While not the stupidest idea I've heard this year, it is the most disingenuous.
Who wants to interact with a blog that doesn't involve anyone on your show staff? Let's say CES had a blog. If someone like Gary Shapiro or Dan Cole was the author, you'd probably read it. But some cube jockey at FuelDog? Why bother.
There's only one good reason to have a business blog - to add to the intelligent conversation in your area of expertise.
Actually, that's not entirely true. There is a second reason: improved search engine positioning. And it seems that once again the folks in our industry are trying to find a shortcut without doing the legwork.
The point about a blog conflicting with other editorial products is also specious. Is synergy too difficult a concept to understand?
Blogs add another dimension and enhance what you're already doing. There is nothing to fear about cannibalization of existing products. That's like saying you can't have a magazine because it takes money out of your tradeshow. And we know that's not the case.
Blogs add to your business. But only if you're adding to conversation in a meaningful way. Alan Meckler understands that. Jon Price gets it. Tim Bourquin is counting on it. Even Dave McCann at Meeting News is figuring it out.
The FuelDog blogs add to the conversation with about the same depth as a PRNewswire feed. There is little or no analysis except for the occasional wisecrack.

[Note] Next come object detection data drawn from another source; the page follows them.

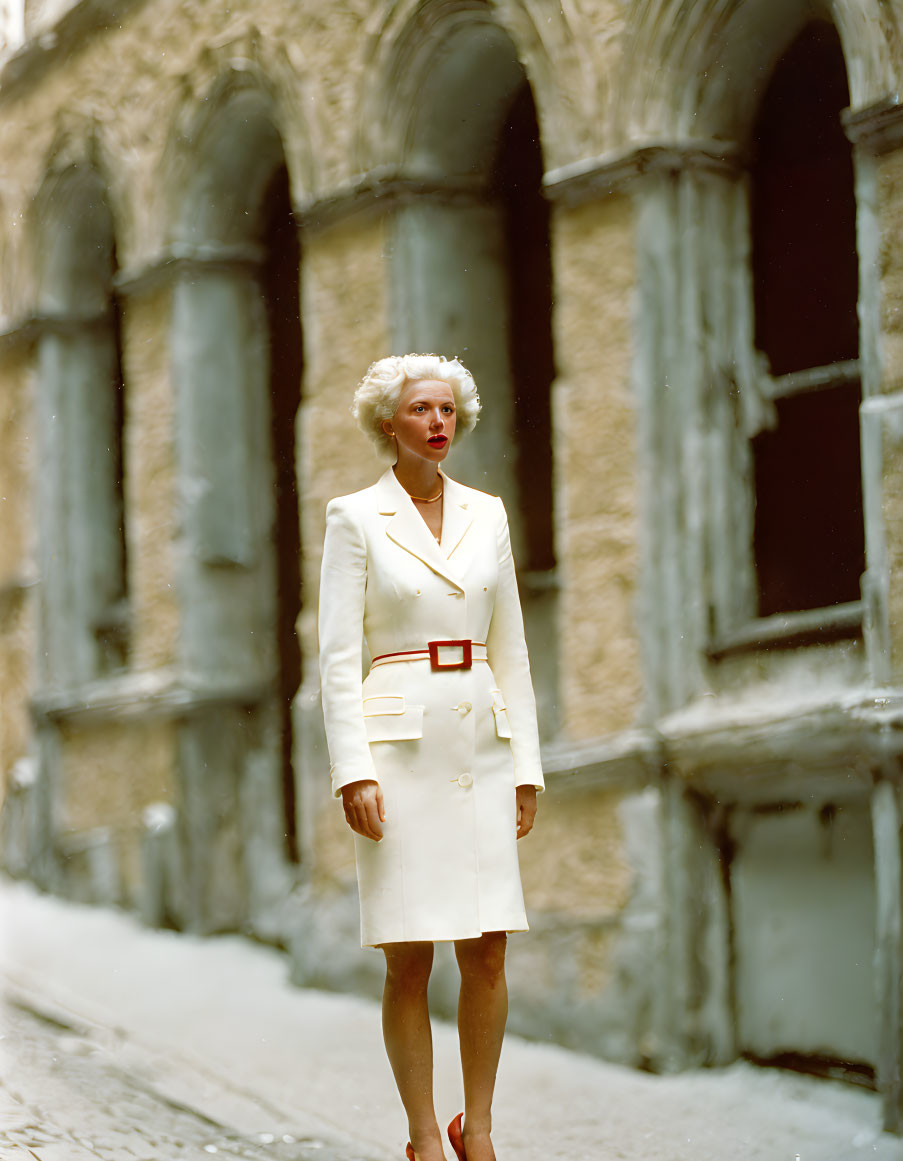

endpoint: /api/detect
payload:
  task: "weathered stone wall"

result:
[552,196,642,738]
[60,720,175,907]
[122,285,179,670]
[0,345,37,802]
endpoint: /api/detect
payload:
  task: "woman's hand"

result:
[341,779,385,843]
[518,786,536,838]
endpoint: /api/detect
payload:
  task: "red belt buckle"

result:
[426,641,474,669]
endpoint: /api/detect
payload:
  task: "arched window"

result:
[173,79,302,914]
[35,165,128,685]
[751,23,865,616]
[380,9,557,735]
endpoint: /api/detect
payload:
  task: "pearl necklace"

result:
[407,484,442,504]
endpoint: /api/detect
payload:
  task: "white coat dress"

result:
[319,468,543,946]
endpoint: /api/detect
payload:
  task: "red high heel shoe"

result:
[448,1112,468,1161]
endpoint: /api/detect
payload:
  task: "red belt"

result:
[371,641,487,670]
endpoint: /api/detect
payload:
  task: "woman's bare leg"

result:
[455,931,508,1161]
[383,943,445,1161]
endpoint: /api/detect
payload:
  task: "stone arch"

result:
[30,159,128,686]
[357,0,556,729]
[172,71,302,933]
[614,0,903,144]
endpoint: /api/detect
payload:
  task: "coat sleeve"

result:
[318,497,378,798]
[486,499,544,791]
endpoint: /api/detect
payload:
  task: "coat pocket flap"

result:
[363,697,424,742]
[363,693,404,717]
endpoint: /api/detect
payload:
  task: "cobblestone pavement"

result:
[0,997,352,1161]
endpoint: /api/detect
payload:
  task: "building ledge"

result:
[31,668,274,723]
[542,687,903,805]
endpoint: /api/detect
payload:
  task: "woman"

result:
[319,355,543,1161]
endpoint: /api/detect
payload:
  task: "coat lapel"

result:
[440,471,474,575]
[376,468,474,589]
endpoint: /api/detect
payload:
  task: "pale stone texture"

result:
[552,190,642,738]
[62,720,175,903]
[122,293,179,669]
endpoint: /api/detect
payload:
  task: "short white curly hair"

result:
[352,355,481,457]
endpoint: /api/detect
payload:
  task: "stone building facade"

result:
[0,0,903,1130]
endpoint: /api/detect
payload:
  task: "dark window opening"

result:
[751,22,865,616]
[262,166,303,860]
[753,382,865,616]
[492,81,555,571]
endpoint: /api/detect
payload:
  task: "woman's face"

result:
[383,378,455,463]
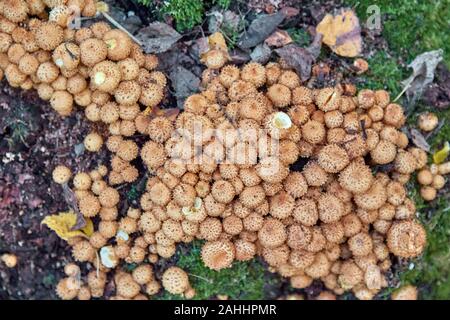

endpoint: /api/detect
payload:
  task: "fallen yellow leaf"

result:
[42,211,94,241]
[208,32,228,52]
[433,141,450,164]
[316,10,362,57]
[200,32,230,62]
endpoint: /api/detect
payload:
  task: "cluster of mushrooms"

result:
[0,0,436,300]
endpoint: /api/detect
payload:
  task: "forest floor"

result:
[0,0,450,299]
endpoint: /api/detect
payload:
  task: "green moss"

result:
[361,51,405,99]
[345,0,450,66]
[137,0,205,32]
[345,0,450,299]
[157,241,276,300]
[212,0,231,10]
[286,28,311,47]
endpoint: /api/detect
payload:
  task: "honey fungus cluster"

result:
[0,0,430,300]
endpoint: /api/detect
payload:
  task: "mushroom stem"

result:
[101,12,142,46]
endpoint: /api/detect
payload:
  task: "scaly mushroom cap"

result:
[147,117,174,143]
[72,240,95,262]
[317,144,350,173]
[52,165,72,184]
[241,62,266,88]
[50,91,73,116]
[202,240,235,271]
[35,22,64,51]
[80,38,108,67]
[141,141,167,170]
[258,218,287,248]
[103,29,132,61]
[0,0,29,23]
[139,83,164,107]
[52,43,80,70]
[162,267,190,294]
[89,61,121,92]
[219,64,241,88]
[267,84,291,108]
[387,220,426,258]
[115,273,141,299]
[391,285,418,300]
[56,277,79,300]
[202,49,228,69]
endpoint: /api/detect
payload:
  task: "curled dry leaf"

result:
[316,10,362,57]
[396,49,443,108]
[136,22,182,53]
[62,183,86,230]
[433,141,450,164]
[237,10,287,49]
[264,30,292,48]
[41,211,94,241]
[275,34,322,81]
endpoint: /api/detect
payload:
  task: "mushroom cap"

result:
[339,160,373,193]
[52,165,72,184]
[141,141,167,170]
[317,193,344,223]
[162,267,190,294]
[284,171,308,199]
[184,94,208,115]
[241,62,266,88]
[56,277,79,300]
[199,217,222,241]
[139,83,164,107]
[52,42,81,70]
[115,273,141,299]
[267,84,291,108]
[103,29,132,61]
[202,240,235,271]
[73,172,92,190]
[317,144,350,173]
[239,185,266,208]
[278,70,300,90]
[234,239,256,261]
[36,61,59,83]
[302,120,326,144]
[219,64,241,88]
[292,198,319,226]
[302,161,328,187]
[19,53,39,75]
[211,180,236,204]
[0,0,29,23]
[78,194,100,218]
[35,21,64,51]
[370,140,397,164]
[72,240,95,262]
[89,60,122,92]
[387,220,426,258]
[80,38,108,67]
[348,232,373,256]
[202,49,228,69]
[391,285,418,300]
[394,150,417,174]
[256,156,289,183]
[84,132,103,152]
[270,191,296,219]
[50,91,73,116]
[258,218,287,248]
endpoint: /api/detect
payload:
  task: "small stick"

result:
[101,12,142,46]
[189,273,212,283]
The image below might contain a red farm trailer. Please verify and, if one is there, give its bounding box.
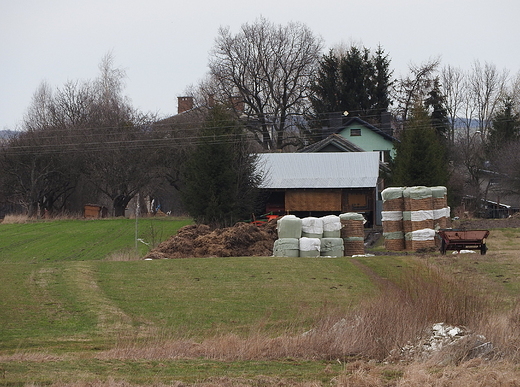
[438,230,489,255]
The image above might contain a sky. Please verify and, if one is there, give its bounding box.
[0,0,520,130]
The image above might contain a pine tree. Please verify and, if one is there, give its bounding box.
[182,105,260,226]
[311,46,392,123]
[392,105,448,186]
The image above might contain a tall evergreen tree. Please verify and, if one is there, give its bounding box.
[182,105,260,226]
[392,105,448,186]
[424,78,450,142]
[311,46,392,123]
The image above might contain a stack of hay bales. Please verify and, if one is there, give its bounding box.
[273,213,365,257]
[381,187,405,251]
[381,186,450,251]
[320,215,345,257]
[339,212,365,256]
[273,215,302,257]
[432,186,450,230]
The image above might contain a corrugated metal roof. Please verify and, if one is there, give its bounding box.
[257,152,379,188]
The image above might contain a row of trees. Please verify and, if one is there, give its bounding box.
[0,55,258,224]
[0,18,520,223]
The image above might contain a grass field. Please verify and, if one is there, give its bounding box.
[0,218,520,386]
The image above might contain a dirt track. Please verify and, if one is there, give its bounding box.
[452,216,520,230]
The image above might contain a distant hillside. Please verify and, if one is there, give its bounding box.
[0,130,16,139]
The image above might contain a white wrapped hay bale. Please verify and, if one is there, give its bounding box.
[381,211,404,232]
[320,215,341,238]
[343,237,365,257]
[383,231,405,251]
[273,238,300,257]
[302,216,323,238]
[432,186,451,229]
[276,215,302,239]
[381,187,404,211]
[300,237,321,258]
[320,238,344,257]
[405,228,435,250]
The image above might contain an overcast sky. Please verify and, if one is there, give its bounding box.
[0,0,520,129]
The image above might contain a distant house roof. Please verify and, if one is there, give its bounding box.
[335,117,398,141]
[298,133,364,152]
[257,152,379,189]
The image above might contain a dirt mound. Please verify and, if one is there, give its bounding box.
[145,220,277,259]
[452,218,520,230]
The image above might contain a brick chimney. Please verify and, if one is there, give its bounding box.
[177,97,193,114]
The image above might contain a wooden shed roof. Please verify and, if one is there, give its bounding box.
[257,152,379,189]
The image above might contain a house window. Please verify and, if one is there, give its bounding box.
[378,150,390,163]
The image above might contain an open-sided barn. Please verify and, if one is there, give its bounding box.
[257,152,381,226]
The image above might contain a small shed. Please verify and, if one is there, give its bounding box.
[257,152,379,225]
[83,204,108,219]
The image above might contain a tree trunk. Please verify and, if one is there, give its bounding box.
[113,195,132,217]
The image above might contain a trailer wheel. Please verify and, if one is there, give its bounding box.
[440,239,447,255]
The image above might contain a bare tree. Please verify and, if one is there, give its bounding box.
[394,58,440,123]
[440,65,465,144]
[466,61,508,137]
[209,18,322,150]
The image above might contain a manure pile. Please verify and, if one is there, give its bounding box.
[144,220,277,259]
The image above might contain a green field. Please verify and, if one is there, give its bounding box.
[0,218,520,385]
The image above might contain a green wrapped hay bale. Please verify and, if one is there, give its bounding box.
[273,238,300,257]
[339,212,366,238]
[321,215,341,238]
[381,187,404,211]
[277,215,302,239]
[300,237,321,258]
[302,216,323,238]
[403,186,433,211]
[320,238,345,257]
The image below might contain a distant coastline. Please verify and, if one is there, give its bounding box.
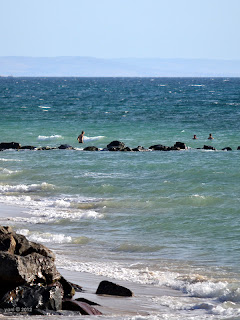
[0,56,240,78]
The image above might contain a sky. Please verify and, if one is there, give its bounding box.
[0,0,240,60]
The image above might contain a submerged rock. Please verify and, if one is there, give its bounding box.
[96,281,133,297]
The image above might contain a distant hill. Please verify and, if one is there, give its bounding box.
[0,57,240,77]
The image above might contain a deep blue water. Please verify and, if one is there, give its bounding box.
[0,78,240,318]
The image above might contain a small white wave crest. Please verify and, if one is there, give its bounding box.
[37,134,63,141]
[0,182,54,194]
[17,229,72,243]
[84,136,105,141]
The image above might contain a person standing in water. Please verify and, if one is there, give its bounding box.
[208,133,214,140]
[77,131,85,143]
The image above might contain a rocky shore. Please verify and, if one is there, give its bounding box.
[0,226,133,316]
[0,140,240,152]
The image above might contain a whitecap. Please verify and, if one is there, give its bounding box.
[84,136,105,141]
[0,182,54,194]
[0,168,19,176]
[37,134,63,141]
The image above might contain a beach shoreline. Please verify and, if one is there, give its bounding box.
[0,203,183,319]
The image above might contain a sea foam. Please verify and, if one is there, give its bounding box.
[37,134,63,141]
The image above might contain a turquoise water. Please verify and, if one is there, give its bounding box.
[0,78,240,319]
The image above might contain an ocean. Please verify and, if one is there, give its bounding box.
[0,78,240,320]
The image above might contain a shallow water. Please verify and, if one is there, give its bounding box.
[0,78,240,319]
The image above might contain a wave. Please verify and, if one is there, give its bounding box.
[0,168,19,176]
[84,136,105,141]
[0,158,23,162]
[0,192,104,224]
[16,229,72,243]
[0,182,54,194]
[56,256,240,319]
[37,134,63,141]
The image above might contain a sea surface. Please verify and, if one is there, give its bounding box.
[0,78,240,320]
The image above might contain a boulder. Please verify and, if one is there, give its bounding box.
[0,226,55,260]
[96,281,133,297]
[0,142,21,150]
[0,226,62,296]
[0,251,61,292]
[62,300,102,315]
[107,141,126,151]
[83,146,99,151]
[0,283,62,313]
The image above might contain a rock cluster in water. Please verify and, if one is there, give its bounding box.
[0,140,240,152]
[0,226,133,316]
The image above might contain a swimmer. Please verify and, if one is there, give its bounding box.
[77,131,85,143]
[208,133,214,140]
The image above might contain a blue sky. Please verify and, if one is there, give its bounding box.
[0,0,240,60]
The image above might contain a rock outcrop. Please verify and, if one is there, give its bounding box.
[0,226,133,316]
[96,281,133,297]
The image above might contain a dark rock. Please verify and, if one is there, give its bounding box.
[96,281,133,297]
[62,300,102,315]
[0,142,21,150]
[173,141,187,150]
[20,146,36,150]
[58,144,74,150]
[0,251,61,292]
[83,146,99,151]
[0,283,62,311]
[0,226,55,259]
[69,282,83,292]
[107,140,126,151]
[203,145,216,150]
[222,147,232,151]
[58,276,75,298]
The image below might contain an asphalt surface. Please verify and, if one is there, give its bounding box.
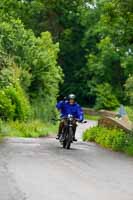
[0,122,133,200]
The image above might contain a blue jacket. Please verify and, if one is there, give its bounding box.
[56,101,84,121]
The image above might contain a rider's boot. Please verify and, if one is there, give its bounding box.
[56,134,60,140]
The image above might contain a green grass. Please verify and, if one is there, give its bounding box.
[83,126,133,156]
[126,106,133,122]
[84,114,100,121]
[0,120,58,138]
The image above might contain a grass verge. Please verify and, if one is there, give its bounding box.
[83,126,133,156]
[84,114,100,121]
[0,120,58,138]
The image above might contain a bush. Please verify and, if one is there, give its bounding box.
[0,90,15,120]
[126,106,133,122]
[83,127,133,155]
[5,85,31,120]
[0,120,57,138]
[95,83,119,110]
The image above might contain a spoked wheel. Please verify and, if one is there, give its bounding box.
[63,140,66,149]
[66,127,73,149]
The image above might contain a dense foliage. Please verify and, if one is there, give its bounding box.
[0,0,133,120]
[0,10,62,120]
[83,127,133,155]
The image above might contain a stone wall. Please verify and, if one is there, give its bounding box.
[98,117,132,133]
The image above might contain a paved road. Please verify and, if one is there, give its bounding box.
[0,122,133,200]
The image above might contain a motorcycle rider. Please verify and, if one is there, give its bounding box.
[56,94,84,141]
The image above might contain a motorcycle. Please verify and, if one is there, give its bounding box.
[59,115,86,149]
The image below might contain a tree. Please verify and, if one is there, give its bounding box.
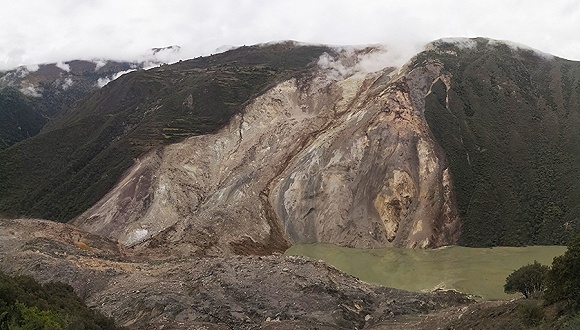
[503,260,550,298]
[545,234,580,311]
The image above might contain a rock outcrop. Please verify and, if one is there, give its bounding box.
[0,219,473,329]
[72,48,459,255]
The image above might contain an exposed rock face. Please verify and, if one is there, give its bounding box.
[72,49,459,254]
[0,219,472,329]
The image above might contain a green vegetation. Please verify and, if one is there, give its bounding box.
[0,273,118,330]
[0,43,329,221]
[545,234,580,310]
[0,88,47,150]
[286,244,566,299]
[422,39,580,247]
[503,260,550,298]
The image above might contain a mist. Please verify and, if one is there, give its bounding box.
[0,0,580,70]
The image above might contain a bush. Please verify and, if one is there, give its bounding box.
[503,260,550,298]
[545,234,580,311]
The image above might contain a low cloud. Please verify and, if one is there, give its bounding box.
[97,69,136,88]
[56,62,70,72]
[0,0,580,70]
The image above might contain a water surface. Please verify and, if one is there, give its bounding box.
[286,244,566,299]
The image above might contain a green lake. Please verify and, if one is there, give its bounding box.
[286,244,566,299]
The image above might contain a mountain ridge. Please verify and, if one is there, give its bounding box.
[0,38,578,251]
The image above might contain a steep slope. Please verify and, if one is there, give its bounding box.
[0,219,473,330]
[72,47,459,254]
[0,61,142,150]
[0,43,327,221]
[418,39,580,246]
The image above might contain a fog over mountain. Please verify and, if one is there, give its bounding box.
[0,0,580,70]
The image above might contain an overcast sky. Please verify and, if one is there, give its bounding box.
[0,0,580,70]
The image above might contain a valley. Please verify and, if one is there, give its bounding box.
[286,244,566,300]
[0,38,580,330]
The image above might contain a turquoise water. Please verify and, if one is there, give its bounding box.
[286,244,566,299]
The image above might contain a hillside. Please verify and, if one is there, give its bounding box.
[0,39,580,248]
[418,39,580,246]
[0,61,143,150]
[0,44,326,221]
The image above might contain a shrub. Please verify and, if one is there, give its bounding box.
[545,234,580,311]
[503,260,550,298]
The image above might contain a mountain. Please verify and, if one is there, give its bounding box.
[0,39,580,250]
[417,39,580,246]
[0,60,142,150]
[0,38,580,329]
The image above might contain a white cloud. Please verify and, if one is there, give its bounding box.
[61,78,74,91]
[97,69,135,88]
[20,85,42,97]
[0,0,580,70]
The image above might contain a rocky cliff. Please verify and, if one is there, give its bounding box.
[72,47,460,254]
[0,38,580,249]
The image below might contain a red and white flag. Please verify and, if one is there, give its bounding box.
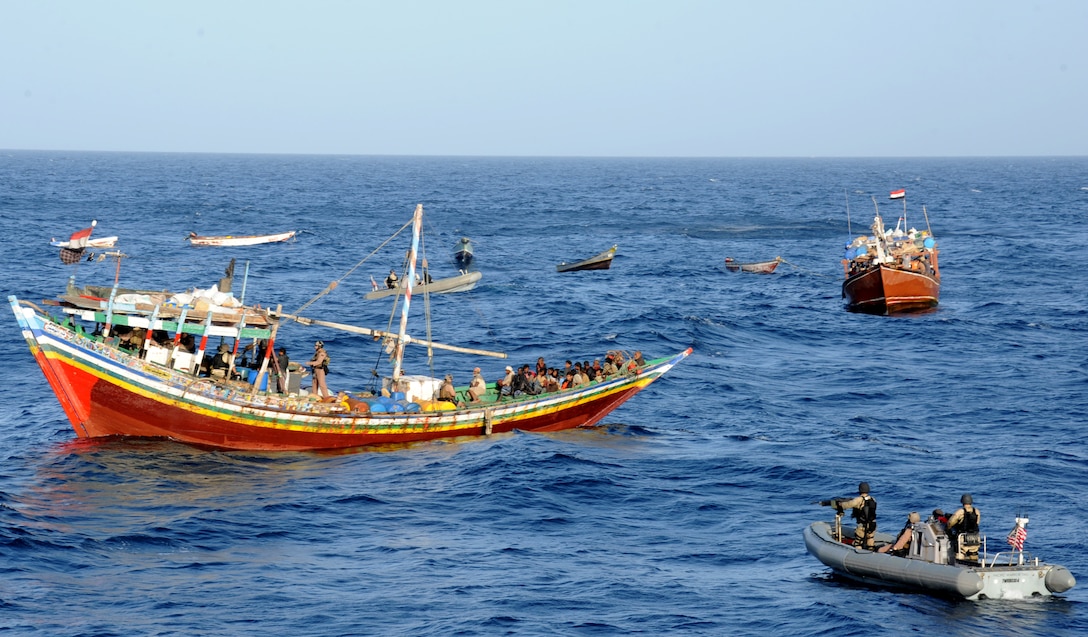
[1005,523,1027,551]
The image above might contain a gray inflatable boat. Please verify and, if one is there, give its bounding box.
[804,516,1076,600]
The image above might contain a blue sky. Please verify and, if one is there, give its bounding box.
[0,0,1088,157]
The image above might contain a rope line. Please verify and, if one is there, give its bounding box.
[292,221,412,314]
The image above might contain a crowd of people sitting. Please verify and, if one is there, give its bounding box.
[430,351,646,406]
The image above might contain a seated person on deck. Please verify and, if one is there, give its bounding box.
[877,511,922,558]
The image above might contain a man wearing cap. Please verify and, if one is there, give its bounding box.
[211,343,231,378]
[469,367,487,403]
[269,346,290,394]
[495,365,514,396]
[949,493,982,563]
[306,341,332,397]
[438,373,457,405]
[820,482,877,551]
[877,511,922,558]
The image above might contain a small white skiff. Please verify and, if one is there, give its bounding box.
[187,230,297,246]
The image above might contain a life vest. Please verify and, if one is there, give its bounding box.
[952,506,978,535]
[852,494,877,530]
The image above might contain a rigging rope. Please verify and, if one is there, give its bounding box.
[292,221,412,314]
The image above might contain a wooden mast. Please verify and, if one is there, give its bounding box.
[393,204,423,388]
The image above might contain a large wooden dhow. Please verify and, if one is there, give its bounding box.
[842,191,941,315]
[9,206,691,450]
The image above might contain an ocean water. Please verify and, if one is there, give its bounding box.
[0,151,1088,637]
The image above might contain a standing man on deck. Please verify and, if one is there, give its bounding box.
[820,482,877,551]
[949,493,982,564]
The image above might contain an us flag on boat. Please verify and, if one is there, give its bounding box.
[61,222,95,266]
[1005,519,1027,551]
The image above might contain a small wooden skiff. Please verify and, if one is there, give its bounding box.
[555,246,618,272]
[188,230,297,247]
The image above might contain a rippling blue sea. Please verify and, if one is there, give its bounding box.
[0,151,1088,637]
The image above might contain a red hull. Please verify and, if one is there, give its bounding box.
[9,297,691,451]
[842,265,941,315]
[44,359,661,451]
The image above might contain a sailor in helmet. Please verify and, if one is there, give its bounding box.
[949,493,982,563]
[820,482,877,551]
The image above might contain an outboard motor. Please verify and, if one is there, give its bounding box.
[907,523,952,564]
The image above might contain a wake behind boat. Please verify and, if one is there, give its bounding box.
[8,205,691,450]
[555,245,618,272]
[804,514,1076,600]
[842,189,941,315]
[186,230,297,247]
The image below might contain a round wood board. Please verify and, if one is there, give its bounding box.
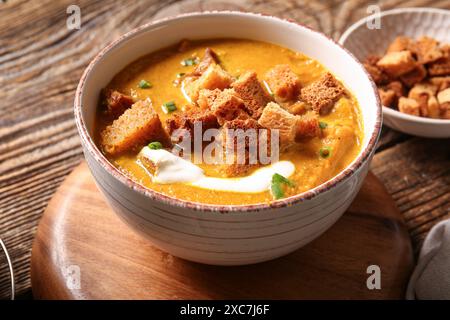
[31,162,413,299]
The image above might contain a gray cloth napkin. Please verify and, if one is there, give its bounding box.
[406,219,450,300]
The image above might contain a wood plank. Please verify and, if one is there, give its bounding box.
[0,0,450,298]
[31,162,413,299]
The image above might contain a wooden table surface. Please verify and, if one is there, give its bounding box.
[0,0,450,298]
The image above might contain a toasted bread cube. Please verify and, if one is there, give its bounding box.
[428,57,450,77]
[295,111,320,140]
[102,89,134,118]
[430,77,450,91]
[166,109,219,140]
[183,64,233,102]
[410,37,443,64]
[100,99,170,155]
[266,64,300,101]
[220,118,264,177]
[387,36,413,53]
[377,51,416,78]
[400,64,427,87]
[378,89,397,108]
[197,89,222,110]
[300,72,345,115]
[398,97,420,116]
[211,89,249,125]
[231,71,271,119]
[258,102,299,149]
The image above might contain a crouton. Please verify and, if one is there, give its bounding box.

There is no original thought. In most cases the blog entries simply look like repackaged press releases.
I imagine a PRNewswire feed would be much less expensive.
One of FuelDog's blogs is something called The Expophile. They were nice enough to include TSMR in its blogroll for the Expophile site, although I was suprised to learn we're no longer a blog and have graduated to full magazine status.
After this post, I wonder if we'll still be on the blogroll at the end of the week.
Hey, thanks for the mention Rich. I'm not sure it was exactly a compliment, but at least you're reading our blog.